Conclusion
When Chris Angelini reviewed the reference GeForce GTX 980 Ti, he lamented that he had already bestowed the Tom's Hardware Editor Recommended award on Nvidia's Titan X two months prior. The GTX 980 Ti is just that good; Gigabyte's claimed improvements over such an esteemed piece of hardware were almost unbelievable as a result.
But the GTX 980 Ti Xtreme Gaming impressed us in every single test we threw at it, outperforming both the Titan X and reference-class GTX 980 Ti. Furthermore, it's usually not far off from two GeForce GTX 970s in SLI or AMD's Radeon R9 295X2.
Honestly, the performance numbers are nothing short of staggering. I've tested almost every graphics card out there, short of AMD's Fiji-based Fury X and Nano, and I've yet to find one that satisfied my desire to game at 4K on a single-GPU board until now. The extra power that Gigabyte squeezes from the GM200 pushes average frame rates in our gaming suite well above 30 FPS.

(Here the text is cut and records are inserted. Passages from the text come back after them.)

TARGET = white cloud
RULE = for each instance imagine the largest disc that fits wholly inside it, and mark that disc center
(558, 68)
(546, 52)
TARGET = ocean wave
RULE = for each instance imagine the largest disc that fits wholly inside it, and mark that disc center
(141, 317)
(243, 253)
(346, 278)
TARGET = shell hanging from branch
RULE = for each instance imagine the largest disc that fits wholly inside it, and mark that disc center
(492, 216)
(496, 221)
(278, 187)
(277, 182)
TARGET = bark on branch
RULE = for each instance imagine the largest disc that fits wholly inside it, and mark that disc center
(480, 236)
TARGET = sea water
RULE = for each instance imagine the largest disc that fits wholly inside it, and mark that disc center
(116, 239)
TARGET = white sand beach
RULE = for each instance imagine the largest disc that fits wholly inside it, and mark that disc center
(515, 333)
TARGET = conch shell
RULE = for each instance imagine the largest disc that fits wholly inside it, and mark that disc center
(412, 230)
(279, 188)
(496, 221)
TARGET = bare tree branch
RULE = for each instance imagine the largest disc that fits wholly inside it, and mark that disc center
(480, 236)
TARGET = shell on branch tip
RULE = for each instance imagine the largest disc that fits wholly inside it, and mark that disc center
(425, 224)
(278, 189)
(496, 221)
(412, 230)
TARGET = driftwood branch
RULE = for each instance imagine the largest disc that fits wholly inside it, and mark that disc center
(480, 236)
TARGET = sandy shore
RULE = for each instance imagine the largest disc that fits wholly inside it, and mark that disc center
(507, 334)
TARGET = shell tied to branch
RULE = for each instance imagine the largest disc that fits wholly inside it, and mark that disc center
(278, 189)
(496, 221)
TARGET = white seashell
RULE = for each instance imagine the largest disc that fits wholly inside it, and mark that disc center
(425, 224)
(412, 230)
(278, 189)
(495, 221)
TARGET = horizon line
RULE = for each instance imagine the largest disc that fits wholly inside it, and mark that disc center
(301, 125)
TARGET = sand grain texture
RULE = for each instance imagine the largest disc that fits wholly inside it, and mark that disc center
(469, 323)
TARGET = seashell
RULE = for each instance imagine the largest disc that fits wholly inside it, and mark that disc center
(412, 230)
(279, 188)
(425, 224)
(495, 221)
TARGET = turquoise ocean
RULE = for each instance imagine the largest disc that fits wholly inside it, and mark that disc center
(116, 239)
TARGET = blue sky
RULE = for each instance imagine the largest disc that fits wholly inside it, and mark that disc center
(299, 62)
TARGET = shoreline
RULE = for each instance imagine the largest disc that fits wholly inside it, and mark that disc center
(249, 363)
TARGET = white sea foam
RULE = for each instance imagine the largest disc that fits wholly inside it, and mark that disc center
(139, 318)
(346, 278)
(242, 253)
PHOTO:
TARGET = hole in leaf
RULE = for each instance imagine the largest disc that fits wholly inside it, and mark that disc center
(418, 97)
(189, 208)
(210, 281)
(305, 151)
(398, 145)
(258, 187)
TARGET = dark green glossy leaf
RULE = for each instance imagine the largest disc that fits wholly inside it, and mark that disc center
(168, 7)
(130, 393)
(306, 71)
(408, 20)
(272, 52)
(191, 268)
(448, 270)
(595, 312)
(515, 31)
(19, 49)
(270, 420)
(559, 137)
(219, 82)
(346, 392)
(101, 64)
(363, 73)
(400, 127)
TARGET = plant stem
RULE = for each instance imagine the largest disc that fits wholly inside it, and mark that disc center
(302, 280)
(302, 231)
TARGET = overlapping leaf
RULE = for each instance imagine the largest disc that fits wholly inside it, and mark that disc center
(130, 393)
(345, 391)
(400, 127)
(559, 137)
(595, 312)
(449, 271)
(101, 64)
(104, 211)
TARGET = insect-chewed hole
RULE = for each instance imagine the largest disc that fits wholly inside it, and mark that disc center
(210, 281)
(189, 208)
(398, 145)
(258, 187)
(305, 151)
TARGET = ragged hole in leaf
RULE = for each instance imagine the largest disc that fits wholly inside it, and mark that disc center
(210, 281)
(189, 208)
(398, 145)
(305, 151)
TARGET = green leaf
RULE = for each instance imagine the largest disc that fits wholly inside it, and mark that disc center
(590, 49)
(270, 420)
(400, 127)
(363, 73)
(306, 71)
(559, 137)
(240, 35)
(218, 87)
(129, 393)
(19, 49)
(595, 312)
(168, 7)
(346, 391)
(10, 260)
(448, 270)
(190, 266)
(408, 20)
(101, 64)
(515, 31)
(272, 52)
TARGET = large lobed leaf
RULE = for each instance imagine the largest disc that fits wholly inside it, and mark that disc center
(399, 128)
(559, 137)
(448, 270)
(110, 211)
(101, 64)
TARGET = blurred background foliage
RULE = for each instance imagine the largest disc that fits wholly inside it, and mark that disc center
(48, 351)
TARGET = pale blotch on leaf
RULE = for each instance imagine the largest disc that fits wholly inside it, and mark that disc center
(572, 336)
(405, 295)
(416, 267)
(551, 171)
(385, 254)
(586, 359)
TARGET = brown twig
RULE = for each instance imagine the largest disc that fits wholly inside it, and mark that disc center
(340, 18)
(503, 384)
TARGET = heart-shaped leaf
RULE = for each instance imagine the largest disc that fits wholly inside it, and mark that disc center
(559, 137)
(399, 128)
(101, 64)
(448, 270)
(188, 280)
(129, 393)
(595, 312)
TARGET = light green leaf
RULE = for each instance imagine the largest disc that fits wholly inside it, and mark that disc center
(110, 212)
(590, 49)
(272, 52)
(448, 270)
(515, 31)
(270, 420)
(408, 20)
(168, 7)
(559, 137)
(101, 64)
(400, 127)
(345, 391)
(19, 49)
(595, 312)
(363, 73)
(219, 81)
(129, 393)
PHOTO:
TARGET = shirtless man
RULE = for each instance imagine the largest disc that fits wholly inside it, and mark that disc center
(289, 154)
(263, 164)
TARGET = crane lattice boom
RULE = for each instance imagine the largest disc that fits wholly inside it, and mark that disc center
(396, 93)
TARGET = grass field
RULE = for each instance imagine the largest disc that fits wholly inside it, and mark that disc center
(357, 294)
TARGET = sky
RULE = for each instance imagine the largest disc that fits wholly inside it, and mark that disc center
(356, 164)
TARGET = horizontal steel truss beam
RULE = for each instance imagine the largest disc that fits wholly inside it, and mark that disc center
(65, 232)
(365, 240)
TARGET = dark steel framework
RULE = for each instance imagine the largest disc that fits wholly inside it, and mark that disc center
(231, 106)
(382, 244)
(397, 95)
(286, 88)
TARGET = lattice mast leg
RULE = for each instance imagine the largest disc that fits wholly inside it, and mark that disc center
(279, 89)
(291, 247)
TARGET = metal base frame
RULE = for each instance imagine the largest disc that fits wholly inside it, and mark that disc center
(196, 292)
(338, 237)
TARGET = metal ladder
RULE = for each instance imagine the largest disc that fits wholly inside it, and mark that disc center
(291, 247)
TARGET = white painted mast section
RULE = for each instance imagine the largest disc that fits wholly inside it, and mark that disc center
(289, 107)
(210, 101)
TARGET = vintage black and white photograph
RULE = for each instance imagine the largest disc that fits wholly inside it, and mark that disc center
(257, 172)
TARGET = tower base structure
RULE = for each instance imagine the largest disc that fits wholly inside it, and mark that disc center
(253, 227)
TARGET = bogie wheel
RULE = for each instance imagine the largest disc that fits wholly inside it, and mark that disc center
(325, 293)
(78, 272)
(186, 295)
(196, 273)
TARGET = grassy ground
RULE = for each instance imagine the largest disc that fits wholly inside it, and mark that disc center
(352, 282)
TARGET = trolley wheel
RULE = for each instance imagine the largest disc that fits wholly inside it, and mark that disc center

While performance is paramount in a graphics card review, it's not the only discipline that Gigabyte masters. The WindForce cooler's oversized heat sinks are highly effective. And with three fans manually configured to always spin, we measured operating temperatures that rival the water-cooled R9 390X.
Lighting effects on the WindForce logo and behind the fans add an aesthetic element you don't see elsewhere. They're a nice bonus for anyone with a windowed chassis looking to match a paint color or theme.
Gigabyte's GeForce GTX 980 Ti is a highly recommended luxury component that anyone with deep pockets should take a long, hard look at. The $40 premium that Gigabyte asks over the reference GTX 980 Ti is frankly smaller than we'd expect. You'd be hard-pressed to find a better-performing graphics card, no matter the cost.